The S&P/ASX 200 Index jumped 1.02% to close at 7,421 on Friday, snapping a five-day decline .Australia’s resource-heavy bourse was lifted by a rebound in commodity prices on hopes of further stimulus from China and an improving demand outlook for oil. Mining and energy stocks led the charge, with gains from Rio Tinto (0.9%), Fortescue Metals (2%) and Woodside Energy (1.6%). Whitehaven Coal also rallied 3.8% on robust production and acquisition talks. Heavyweight financial, healthcare and technology stocks advanced as well. Still, the benchmark index declined 1.03% for the week.

The Nikkei 225 Index jumped 1.4% to close at 35,963 while the broader Topix Index gained 0.72% to 2,510 on Friday, with Japanese shares snapping a three-day decline as easing inflationary pressures in the country reinforced a dovish outlook on Bank of Japan monetary policy. Data showed that Japan’s headline inflation rate fell to a 17-month low of 2.6% in December from 2.8% in November, while the core inflation print dropped to an 18-month low of 2.3%. Investors now look ahead to the central bank’s policy decision next week. Japanese shares also tracked gains on Wall Street overnight as strong corporate earnings powered US technology stocks higher. Technology stocks led the advance, with strong gains from Tokyo Electron (6%), Advantest (8.2%), Disco Corp (3.8%), Renesas Electronics (7.6%) and SoftBank Group (1.3%). The Nikkei and Topix indexes finished the week 1.08% and 0.63% higher, respectively.

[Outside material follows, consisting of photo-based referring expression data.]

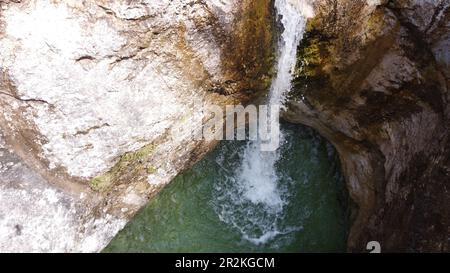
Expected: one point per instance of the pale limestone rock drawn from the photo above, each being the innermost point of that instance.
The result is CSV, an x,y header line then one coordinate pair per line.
x,y
84,82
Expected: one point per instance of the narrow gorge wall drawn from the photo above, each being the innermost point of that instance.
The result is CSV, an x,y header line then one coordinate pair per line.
x,y
373,78
95,96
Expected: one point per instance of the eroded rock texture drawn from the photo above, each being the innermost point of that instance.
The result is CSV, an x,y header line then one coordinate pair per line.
x,y
95,96
373,78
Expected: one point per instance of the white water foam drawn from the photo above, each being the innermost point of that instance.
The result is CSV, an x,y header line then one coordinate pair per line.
x,y
252,200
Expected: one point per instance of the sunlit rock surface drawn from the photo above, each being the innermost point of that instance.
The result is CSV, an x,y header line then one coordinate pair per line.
x,y
95,99
373,77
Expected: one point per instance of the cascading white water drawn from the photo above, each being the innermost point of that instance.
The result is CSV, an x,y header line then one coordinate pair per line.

The Shanghai Composite fell 0.47% to close at 2,832 while the Shenzhen Component lost 0.68% to 8,787 on Friday, with mainland stocks failing to build on gains from the previous session as investors waited for signs of fresh stimulus measures from Beijing. Earlier this week, data showed that China’s economy grew 5.2% year-on-year in the fourth quarter, missing forecasts for a 5.3% expansion. Markets are betting that the country’s deflationary environment and shaky economic recovery will force authorities to implement more policy support measures this year. Notable losses were seen from heavyweight firms such as Longi Green Energy (-3.1%), Eoptolink Technology (-2.9%), iSoftStone (-9.3%), Shanghai Dragon (-6.3%) and Ja Solar(-2.1%). The Shanghai and Shenzhen indexes finished the week 1.72% and 2.33% lower, respectively.